# Mexican music on Dorian Recordings and/or ASV



## Prodromides (Mar 18, 2012)

For those amongst us collectors who knew those pre-YouTube and pre-internet days of purchasing CDs in brick-and-mortar stores during the 1990s, some might recall those now-defunct volumes of music by Mexican or Latin American composers on Dorian Recordings and ASV.

ASV had their "musica Mexicana" line ...










... whilst "Music of Latin American Masters" appeared on Dorian.










Any TC member have any thoughts about these?

Did you like both labels? Or did you perhaps favor one label over the other?

Did you discover any composers with whom you were unfamiliar by sampling such albums of music?


----------



## pianozach (May 21, 2018)

You know, I've studied [Classical] Music History in college (this was several decades ago now), and the mention of Classical composers from South of the [American] Border was scarce, as though Central and South America were some sort of a cultural wasteland.

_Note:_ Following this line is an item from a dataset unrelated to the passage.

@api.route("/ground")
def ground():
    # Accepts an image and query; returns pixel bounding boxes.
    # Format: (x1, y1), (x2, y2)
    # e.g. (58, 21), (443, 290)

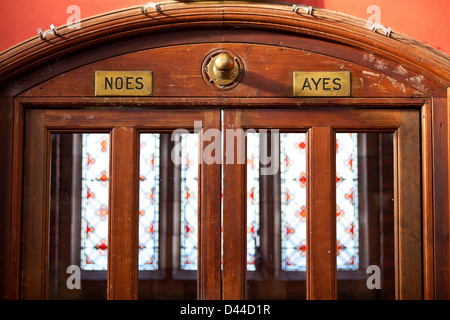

There were some composers that were mentioned though:

*Alberto Ginastera* from Argentina, and *Heitor Villa-Lobos* from Brazil . . . and that was it. 

I've actually performed some Ginastera.


----------



## mbhaub (Dec 2, 2016)

I love and cherish those recordings. They are among the CDs I will not loan out to anyone for fear of losing them. I grew up with that music: for several glorious years, the late Eduardo Mata was the conductor of the local orchestra and he programmed a lot of Mexican and South American music. Many people were glad to see him go and take his "Mexican Hat Dances" with him. It was sad for me: I find that music invigorating and exciting. ASV and Dorian did great work. There's a real snobbery against this music which is unfortunate. For me, the European repertoire is worn out, tired and needs to take a break. Bring on the music of Chavez, Revueltas, Moncayo, Ginastera, Villa Lobos and many others.


----------